Plus tard, avec la découverte de la véritable histoire des régimes communistes et la rencontre de vrais gauchistes lors de mon passage en fac, c'est même devenu rédhibitoire et j'ai arrêté de l'écouter.

J'y suis cependant revenu avec l'âge, réécoutant avec plaisir de temps à autre ses albums, qui furent une importante partie de la bande son de ma jeunesse.

J'apprécie à nouveau sa sensibilité, son humour, sa verve poétique, et je laisse de côté ses délires faucille/marteau.
 
Cinquante ans après les débuts du "chanteur énervant", ainsi que Thierry Le Luron l'avait fort justement surnommé, est apparu le phénomène Diams, que j'ai découvert via son insupportable (à mon goût) hit DJ, puis par les articles et reportages élogieux qui se succédaient à l'époque où on l'entendait partout.

Cette chanteuse au physique plutôt ordinaire (c'est hélas assez rare pour être noté), fille d'un chypriote grec et d'une mère française, représentait une nouveauté dans le milieu du rap français, alors très immigré, très masculin et plutôt misogyne.

Pleine d'énergie, avec un vrai sens de la rime, elle racontait sa vie de banlieusarde moderne, son vécu, ses drames et ses rêves, dans des mots qui parlaient à des milliers de jeunes et qui débordèrent largement de son public initial.

A l'instar de Renaud, c'était aussi une chanteuse dite engagée.

Ses rimes critiquaient la police, son pays, les conservateurs et le FN, appelaient les classes populaires à voter, dans un noir et blanc aussi peu nuancé que son prédécesseur.

Très vite, elle m'a énervé.

Sa critique ad hominem de Marine Le Pen qu'elle accusait d'être "trop pâle" (imaginons les réactions si quelqu'un décrivait Diams comme "trop bronzée"), le dégoût qu'elle exprimait envers la France profonde à laquelle elle reprochait d'aimer Les choristes et Laurent Gerra, sa glorification de l'heure américaine, toutes ces flèches réductrices et partisanes m'ont hérissé le poil.

Parlant un jour d'elle avec un ami, celui-ci m'a fait remarquer que c'était en quelque sorte un équivalent de Renaud pour son époque. Je n'y avais pas pensé mais en fait il y a en effet beaucoup de ça.

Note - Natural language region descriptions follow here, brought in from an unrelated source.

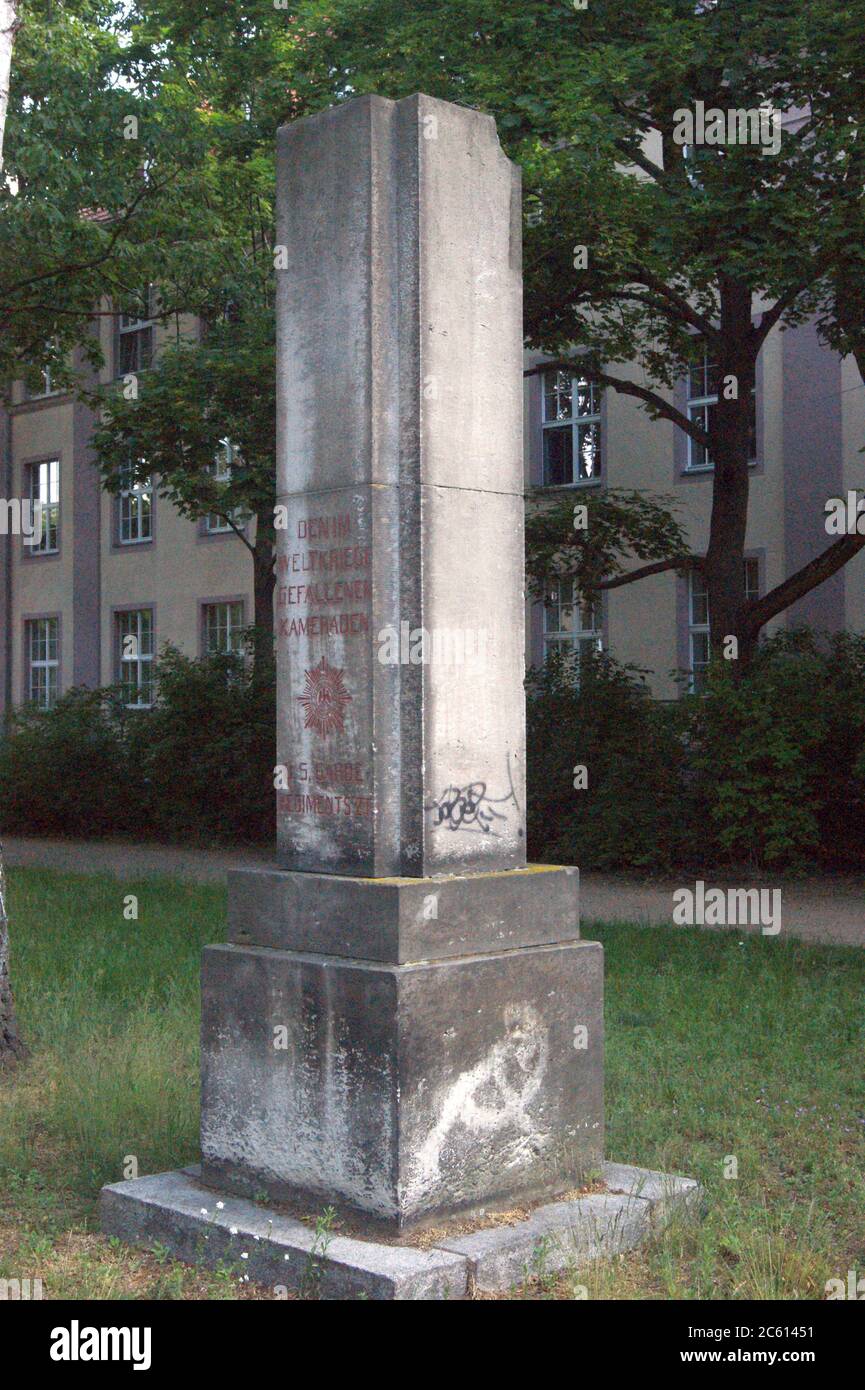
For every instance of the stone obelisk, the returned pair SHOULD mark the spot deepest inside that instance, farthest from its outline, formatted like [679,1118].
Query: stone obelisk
[405,1022]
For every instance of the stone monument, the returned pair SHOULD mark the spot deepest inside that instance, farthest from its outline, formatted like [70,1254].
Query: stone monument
[405,1023]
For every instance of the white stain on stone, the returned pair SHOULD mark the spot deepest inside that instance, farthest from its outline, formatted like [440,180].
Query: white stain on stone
[488,1100]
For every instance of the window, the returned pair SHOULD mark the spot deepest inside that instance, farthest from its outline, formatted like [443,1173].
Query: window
[224,627]
[47,387]
[135,509]
[572,430]
[135,335]
[698,620]
[42,660]
[134,637]
[569,623]
[43,489]
[698,628]
[704,387]
[220,471]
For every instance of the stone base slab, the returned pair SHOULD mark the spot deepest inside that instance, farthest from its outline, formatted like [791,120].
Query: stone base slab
[403,919]
[199,1225]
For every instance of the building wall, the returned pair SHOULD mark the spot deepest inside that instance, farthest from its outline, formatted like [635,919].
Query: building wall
[810,431]
[93,576]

Une fois le marxisme enlevé et le contexte mis à jour (moins d'usines mais plus de diversité dans les banlieues), on retrouve la gouaille, la plume, le parti pris et le monde outrancièrement noir et blanc du chanteur énervant.

Un autre point commun entre les deux est qu'ils ont fini tous les deux par se briser.

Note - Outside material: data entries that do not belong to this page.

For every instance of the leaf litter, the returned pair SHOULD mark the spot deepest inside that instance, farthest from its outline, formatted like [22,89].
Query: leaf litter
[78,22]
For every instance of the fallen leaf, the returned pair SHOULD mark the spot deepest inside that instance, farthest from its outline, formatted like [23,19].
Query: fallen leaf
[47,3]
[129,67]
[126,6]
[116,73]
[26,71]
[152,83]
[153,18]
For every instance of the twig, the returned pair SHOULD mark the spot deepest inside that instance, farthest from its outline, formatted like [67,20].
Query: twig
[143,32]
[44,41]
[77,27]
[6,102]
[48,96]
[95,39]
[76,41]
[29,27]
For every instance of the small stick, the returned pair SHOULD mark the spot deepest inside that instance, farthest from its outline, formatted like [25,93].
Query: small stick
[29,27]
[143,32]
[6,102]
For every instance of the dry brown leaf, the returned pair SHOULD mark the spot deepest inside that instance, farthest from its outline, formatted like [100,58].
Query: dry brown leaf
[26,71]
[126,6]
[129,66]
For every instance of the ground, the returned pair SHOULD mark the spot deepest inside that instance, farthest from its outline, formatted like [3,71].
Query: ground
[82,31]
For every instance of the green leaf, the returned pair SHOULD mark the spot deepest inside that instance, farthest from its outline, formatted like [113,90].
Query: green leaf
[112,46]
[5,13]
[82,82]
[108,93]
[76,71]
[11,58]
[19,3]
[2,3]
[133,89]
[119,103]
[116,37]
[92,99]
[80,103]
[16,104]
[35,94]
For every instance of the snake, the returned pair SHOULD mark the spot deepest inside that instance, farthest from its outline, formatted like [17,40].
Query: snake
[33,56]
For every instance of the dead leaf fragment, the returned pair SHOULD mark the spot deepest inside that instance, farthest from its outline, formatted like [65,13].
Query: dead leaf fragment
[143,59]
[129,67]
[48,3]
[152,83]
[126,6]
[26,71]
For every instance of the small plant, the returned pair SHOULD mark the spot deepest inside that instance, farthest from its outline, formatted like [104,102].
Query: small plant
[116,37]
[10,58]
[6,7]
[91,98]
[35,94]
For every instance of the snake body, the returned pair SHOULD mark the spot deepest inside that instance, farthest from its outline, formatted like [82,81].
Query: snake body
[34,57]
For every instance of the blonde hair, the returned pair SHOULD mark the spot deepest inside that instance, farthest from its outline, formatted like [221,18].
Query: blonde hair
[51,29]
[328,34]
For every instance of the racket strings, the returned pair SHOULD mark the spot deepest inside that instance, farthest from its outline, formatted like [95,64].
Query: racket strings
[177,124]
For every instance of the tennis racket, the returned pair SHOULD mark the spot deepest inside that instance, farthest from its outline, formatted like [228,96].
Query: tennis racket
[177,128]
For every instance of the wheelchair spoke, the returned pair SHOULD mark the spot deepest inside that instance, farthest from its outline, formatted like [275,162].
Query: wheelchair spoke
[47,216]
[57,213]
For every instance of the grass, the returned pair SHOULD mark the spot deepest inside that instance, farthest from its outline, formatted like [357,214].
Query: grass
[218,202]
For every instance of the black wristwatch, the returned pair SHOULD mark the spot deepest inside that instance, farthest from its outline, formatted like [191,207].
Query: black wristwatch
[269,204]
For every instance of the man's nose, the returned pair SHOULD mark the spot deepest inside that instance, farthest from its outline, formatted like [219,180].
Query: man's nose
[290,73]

Renaud, est en effet devenu un alcoolique notoire, fait dix ans de plus que son âge, a perdu inspiration (c'est lui qui le dit) et voix, semble perpétuellement en dépression et ses concerts sont devenus pathétiques.

Est-ce les conséquences d'une addiction si précoce qu'il l'a toujours chantée? Ou est-ce la conscience d'être devenu une caricature dans un monde où toutes ses idées se sont fracassées?

En effet, le massacre de Charlie Hebdo (où il avait amis et argent) par des ennemis que son camp refuse/a refusé de nommer, le virage tradi nationaliste de l'ancien paradis socialiste devenu poutiniste, la bigoterie musulmane qui a remplacé le "ni dieu ni maître" dans l'ex banlieue rouge, l'américanisation profonde du pays...tout est allé à rebours du sens de l'histoire marxiste qui constituait la colonne vertébrale des idées de Renaud.

Aujourd'hui il donne l'impression de tenir grâce à une popularité restée si immense qu'on lui pardonne tout, mais c'est bien souvent une ombre.

Quant à Diams, apparemment entrée en dépression sur fond d'un succès qui la dépassait, elle n'est pas tombée dans l'alcoolisme, mais dans une drogue dure sans doute encore plus malfaisante: l'islam salafiste, dans lequel elle s'est précipitée, reniant son passé, adoptant les codes les plus durs et allant jusqu'à s'installer en Arabie Saoudite.

C'est à la fois ironique et déprimant de voir la fille qui appelait à voter, qui vantait la diversité, le métissage et l'Amérique embrasser la vision du monde totalitaire du pays qu'elle s'est choisie.

En effet, dans cette monarchie absolue qui possède encore des bourreaux, la police et ses pouvoirs sont à des kilomètres de ce qu'elle dénonçait en France, les femmes dépendent d'un parent mâle pour toute action, la tolérance religieuse et sexuelle n'existe pas, etc.

Comme le soulignait jadis Kamel Daoud, l'Arabie saoudite est un Daesh qui a réussi et c'est ce modèle que Diams, la voix des opprimé(e)s de France, a choisi.

Longtemps Renaud avait lui aussi encensé une utopie meurtrière qui avait sa Mecque à elle: l'URSS.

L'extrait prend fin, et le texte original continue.